For purification of recombinant GRFT from plants in an industrial scale, O’Keefe et al. (2009) and Fuqua et al. (2015b) used ceramic infiltration and Capto MMC chromatography, respectively. Similar to Vamvaka et al. (2016), we used immobilized metal affinity chromatography (IMAC) to purify recombinant GRFT but IMAC is an expensive purification method that is not economic for the industrial scale platforms. In this regard, as we could achieve higher GRFT accumulation with Zera signal peptide, further investigations can be proceed to establish a cost efficient manufacturing and an optimized purification method with focus on protein body fractionation and recombinant protein recovery.

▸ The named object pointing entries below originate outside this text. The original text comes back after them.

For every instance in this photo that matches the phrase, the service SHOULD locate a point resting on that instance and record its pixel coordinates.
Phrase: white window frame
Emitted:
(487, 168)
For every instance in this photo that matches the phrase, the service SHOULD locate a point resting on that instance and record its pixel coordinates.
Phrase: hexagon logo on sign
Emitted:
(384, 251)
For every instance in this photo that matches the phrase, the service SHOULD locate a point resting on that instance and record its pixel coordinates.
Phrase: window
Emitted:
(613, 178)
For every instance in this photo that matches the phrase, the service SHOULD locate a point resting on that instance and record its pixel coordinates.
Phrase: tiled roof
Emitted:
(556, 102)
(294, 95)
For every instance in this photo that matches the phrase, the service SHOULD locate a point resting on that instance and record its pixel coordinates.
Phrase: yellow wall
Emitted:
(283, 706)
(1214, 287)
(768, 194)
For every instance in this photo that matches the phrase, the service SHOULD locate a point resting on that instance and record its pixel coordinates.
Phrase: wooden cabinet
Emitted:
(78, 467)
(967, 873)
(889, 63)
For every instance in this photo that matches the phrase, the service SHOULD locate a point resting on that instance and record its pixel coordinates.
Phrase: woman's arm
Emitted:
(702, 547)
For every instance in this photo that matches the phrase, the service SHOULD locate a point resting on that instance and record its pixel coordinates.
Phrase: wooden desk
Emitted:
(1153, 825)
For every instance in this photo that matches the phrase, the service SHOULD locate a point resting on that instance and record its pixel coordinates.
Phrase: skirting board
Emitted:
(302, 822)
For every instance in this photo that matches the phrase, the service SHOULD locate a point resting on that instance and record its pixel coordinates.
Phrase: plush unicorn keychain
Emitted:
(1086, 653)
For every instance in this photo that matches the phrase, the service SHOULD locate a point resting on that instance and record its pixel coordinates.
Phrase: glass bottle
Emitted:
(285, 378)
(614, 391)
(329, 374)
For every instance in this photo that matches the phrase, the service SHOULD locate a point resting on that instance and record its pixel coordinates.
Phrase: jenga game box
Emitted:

GRFT can indirectly blocks the first step of HIV entrance to the CD4 cells by capturing the mannose-rich glycoproteins (gp120, gp41 and gp160) (Giomarelli et al. 2006). GRFT target a wide range of viruses, but due to binding to specific multiple regions on the gp120 glycoprotein, it particularly neutralize HIV strains (Mori et al. 2005). In this context, we tested gp120 binding ability of GRFT purified from one selected plant of T3 lettuce and tobacco generation and their binding potency was compared with GRFT produced in E. coli as control. The gp120 binding activity of GRFT was expectedly raised by increasing applied concentrations and GRFTE showed higher potency in lower levels (up to 1 ng). However gp120 binding ability of plant produced GRFT especially GRFTL was higher than GRFTE in the lower applied concentrations, they reached a stationary state at 1000 ng. In total, a similar binding potency similar to the bacterial protein was observed once the concentration of GRFT in the extracts was considered. Our results are in line with previous researches. For example, O’Keefe et al. (2009) as the first report on production of GRFT in a plant host showed that recombinant GRFT expressed in Nicotiana benthamiana had equal or even higher gp120 binding potency than GRFT produced in E. coli. On the other hand, crude rice endosperm extracts containing GRFT not only could bind to gp120 in a manner identical to that of purified GRFT without interfering endogenous plant lectins but also it neutralized HIV in whole cell and infectivity assays (Vamvaka et al. 2016). Later study suggested that crude plant extracts containing recombinant microbicides and lectins possess no cell toxicity and can even directly used for topical application without need for expensive purification methods.

Conclusion

GRFT has been introduced as a potent and efficient microbicide in the current clinical trials. This highlights need for its accessibility for at-risk countries. Therefore, development of optimized recombinant production systems for GRFT gives opportunity for further cost and labor analysis of transformation, expression, production and purification. Efficient molecular farming in leafy vegetables, affording high levels of transgene expression and protein accumulation, requires selection of appropriate host species and signal sequences, as well as application of strong promoters and optimized codon compositions based on plant preferences. In this study, we found that both lettuce and tobacco plants were optimal hosts for the generation of GRFT. However, compared to some other stable plant transformation reports mediated by agrobacterium, we could achieve higher amount of recombinant protein using Zera signal peptide, further investigation on protein body formation induced by Zera as well as complementary analyses including whole-cell HIV neutralization assay on lettuce- and tobacco derived GRFT can be performed.